There are many new budget High-end 5x5 coming out.
Which one is the best? We will see from the poll result.


----------



## dudefaceguy (May 21, 2019)

I only have the Mr. M and the Yuxin Cloud, and I prefer the Mr. M.


----------



## Fukuoka Kengo James (May 22, 2019)

dudefaceguy said:


> I only have the Mr. M and the Yuxin Cloud, and I prefer the Mr. M.


do you think that the MR. m is comparable to the moyu aochuang gts m and the qiyi WuShuang m?


----------



## dudefaceguy (May 22, 2019)

Fukuoka Kengo James said:


> do you think that the MR. m is comparable to the moyu aochuang gts m and the qiyi WuShuang m?


No idea - I don't have them. Sorry I can't give you a more informed opinion. I will say that I'm fully satisfied with the Mr. M and I don't want any other 5x5s. I'm not serious about 5x5 though - I just solve slowly for fun.


----------



## Tabe (May 22, 2019)

Fukuoka Kengo James said:


> do you think that the MR. m is comparable to the moyu aochuang gts m and the qiyi WuShuang m?


No, no, no, a million times no.


----------



## Fukuoka Kengo James (May 22, 2019)

Tabe said:


> No, no, no, a million times no.


what about the yuxin little magic m?


----------



## Tabe (May 22, 2019)

Pretty decent cube but nowhere near the flagship cubes.


----------



## Fukuoka Kengo James (Sep 1, 2019)

YJ YuChuang v2 M vs Yuxin Little Magic M 5x5





Valk 5 M vs MoYu AoChuang GTS M vs Yuxin Little Magic M 5x5





YJ YuChuang v2 M vs Sheng Shou Mr.M 5x5 vs Yuxin Little Magic M 5x5


----------



## Fukuoka Kengo James (Sep 13, 2019)

Zain_A24 said:


> What magnets would you recommend for the Meilong 5x5? I am aware you used 4x1.5mm N35 throughout the cube and I have watched your review on the 5x5. Is there anything you would do differently to the 5x5 in the magnetisation?





Tabe said:


> I might use something a little stronger on the inner slice but it came out really good as-is.

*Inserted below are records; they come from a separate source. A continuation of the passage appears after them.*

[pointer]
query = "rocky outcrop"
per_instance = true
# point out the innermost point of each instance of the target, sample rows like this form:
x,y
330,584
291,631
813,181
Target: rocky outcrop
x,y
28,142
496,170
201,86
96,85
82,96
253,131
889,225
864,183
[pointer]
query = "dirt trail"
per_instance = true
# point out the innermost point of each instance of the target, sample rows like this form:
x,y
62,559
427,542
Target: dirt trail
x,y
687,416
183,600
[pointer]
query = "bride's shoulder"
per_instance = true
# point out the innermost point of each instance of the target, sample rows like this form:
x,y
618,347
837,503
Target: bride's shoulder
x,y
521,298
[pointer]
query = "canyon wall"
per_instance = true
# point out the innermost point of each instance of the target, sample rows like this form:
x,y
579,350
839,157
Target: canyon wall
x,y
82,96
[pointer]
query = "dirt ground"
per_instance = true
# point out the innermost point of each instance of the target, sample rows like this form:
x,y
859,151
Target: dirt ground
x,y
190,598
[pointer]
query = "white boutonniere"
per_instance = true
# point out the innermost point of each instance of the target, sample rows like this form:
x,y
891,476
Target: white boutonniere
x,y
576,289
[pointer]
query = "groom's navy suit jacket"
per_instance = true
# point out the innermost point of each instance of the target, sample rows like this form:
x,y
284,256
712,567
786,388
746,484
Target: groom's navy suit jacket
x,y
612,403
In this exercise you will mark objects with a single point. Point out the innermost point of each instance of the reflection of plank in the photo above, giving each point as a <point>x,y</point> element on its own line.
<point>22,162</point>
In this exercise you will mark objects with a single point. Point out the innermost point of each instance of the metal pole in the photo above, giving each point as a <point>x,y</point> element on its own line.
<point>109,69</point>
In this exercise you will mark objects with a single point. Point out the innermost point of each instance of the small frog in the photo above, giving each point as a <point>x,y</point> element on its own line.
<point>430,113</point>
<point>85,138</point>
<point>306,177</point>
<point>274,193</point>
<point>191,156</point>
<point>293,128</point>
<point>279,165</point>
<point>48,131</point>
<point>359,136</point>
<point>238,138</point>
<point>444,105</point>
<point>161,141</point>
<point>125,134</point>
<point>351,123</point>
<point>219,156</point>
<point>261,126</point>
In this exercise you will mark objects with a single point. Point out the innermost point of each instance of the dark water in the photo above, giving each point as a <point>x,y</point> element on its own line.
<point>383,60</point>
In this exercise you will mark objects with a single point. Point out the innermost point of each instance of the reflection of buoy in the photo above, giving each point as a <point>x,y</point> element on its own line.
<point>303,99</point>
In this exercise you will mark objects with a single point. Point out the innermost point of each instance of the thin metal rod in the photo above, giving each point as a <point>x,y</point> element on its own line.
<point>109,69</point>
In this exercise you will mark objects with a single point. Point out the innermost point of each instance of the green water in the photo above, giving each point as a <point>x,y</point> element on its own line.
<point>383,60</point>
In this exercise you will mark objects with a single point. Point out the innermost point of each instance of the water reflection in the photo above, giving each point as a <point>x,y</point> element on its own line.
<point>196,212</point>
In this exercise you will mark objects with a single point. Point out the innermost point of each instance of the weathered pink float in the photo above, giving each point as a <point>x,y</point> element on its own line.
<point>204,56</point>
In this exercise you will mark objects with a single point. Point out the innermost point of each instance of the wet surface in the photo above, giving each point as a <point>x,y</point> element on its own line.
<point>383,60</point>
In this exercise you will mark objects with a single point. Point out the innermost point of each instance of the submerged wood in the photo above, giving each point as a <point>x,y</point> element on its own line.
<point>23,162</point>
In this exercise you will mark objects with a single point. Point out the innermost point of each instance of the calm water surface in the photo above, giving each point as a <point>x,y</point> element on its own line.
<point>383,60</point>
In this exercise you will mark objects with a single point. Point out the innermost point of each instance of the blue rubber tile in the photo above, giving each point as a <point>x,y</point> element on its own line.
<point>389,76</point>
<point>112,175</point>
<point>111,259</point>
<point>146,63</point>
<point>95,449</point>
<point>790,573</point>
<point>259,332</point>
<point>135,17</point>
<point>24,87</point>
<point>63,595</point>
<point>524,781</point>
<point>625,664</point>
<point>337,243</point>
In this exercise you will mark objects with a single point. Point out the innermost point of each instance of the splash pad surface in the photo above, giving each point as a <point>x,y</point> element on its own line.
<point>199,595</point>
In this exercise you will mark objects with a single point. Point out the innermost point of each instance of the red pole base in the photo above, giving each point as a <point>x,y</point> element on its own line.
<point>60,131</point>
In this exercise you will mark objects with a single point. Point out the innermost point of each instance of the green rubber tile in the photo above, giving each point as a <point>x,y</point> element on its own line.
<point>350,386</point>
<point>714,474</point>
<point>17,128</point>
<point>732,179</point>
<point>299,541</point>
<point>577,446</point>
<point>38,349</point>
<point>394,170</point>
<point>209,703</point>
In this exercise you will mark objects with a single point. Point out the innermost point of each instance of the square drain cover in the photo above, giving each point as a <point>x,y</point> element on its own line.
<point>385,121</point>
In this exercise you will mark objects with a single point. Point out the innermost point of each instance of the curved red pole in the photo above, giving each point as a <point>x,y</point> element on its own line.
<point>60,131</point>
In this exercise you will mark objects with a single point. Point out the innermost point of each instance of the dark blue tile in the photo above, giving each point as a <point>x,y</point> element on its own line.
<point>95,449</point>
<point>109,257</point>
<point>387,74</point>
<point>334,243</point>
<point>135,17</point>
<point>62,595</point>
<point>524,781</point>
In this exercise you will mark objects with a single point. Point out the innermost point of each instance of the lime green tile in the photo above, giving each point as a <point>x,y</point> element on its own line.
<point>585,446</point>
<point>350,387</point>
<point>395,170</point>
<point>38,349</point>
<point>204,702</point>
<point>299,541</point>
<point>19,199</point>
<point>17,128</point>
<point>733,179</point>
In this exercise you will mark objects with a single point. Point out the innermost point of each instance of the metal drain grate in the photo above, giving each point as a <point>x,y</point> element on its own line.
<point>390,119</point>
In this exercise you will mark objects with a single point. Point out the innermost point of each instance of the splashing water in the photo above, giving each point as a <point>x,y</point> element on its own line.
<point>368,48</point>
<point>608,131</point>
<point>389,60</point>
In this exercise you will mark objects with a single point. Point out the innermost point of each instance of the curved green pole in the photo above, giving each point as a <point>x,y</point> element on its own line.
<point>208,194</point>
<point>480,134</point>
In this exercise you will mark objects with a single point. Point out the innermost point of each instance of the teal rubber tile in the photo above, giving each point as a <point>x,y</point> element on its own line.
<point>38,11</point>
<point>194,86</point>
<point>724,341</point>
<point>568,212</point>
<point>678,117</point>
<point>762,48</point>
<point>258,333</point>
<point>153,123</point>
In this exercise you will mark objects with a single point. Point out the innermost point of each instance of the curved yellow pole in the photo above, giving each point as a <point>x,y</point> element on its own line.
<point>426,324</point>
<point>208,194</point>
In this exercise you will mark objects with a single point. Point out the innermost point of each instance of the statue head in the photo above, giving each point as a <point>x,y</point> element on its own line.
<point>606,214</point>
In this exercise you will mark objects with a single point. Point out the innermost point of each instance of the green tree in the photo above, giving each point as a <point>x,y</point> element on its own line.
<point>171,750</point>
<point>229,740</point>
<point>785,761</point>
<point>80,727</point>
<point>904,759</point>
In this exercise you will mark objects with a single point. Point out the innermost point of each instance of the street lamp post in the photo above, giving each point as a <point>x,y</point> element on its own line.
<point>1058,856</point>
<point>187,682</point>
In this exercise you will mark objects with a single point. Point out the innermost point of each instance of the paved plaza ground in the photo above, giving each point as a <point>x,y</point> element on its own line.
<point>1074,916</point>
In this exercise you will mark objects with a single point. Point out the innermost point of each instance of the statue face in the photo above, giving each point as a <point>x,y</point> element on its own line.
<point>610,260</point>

should meilong 5x5 m be added to the poll choices?


Zain_A24 said:


> Those who got it early on Cubezz and The Cubicle are probably still awaiting their packages. Looking forward to seeing some reviews on the product as well as how it compares to the Valk 5M
> 
> Edit:
> Just realised it's only $20 compared to the $50 Valk 5M


should yuxin Huang Long m 5x5 be added to the poll choices?


----------



## Iwannaganx (Sep 13, 2019)

Yuxin huanglong has to be. Most of these are around the same price I think but the huanglong is meant to be a flagship, right?


----------



## Fukuoka Kengo James (Sep 14, 2019)

Iwannaganx said:


> Yuxin huanglong has to be. Most of these are around the same price I think but the huanglong is meant to be a flagship, right?


Or should we compare it to other flagships like aochuang GTS M and Valk 5 M? If it is an upgrade from the ylm, it is the best at it's price point.


----------



## Iwannaganx (Sep 14, 2019)

Why can't we do both? It's a budget price flagship cube. Put it in both polls


----------



## Fukuoka Kengo James (Sep 14, 2019)

dudefaceguy said:


> I only have the Mr. M and the Yuxin Cloud, and I prefer the Mr. M.


Added.

We will have to look at reviews and see if it is competitable to the Valk 5 M.


----------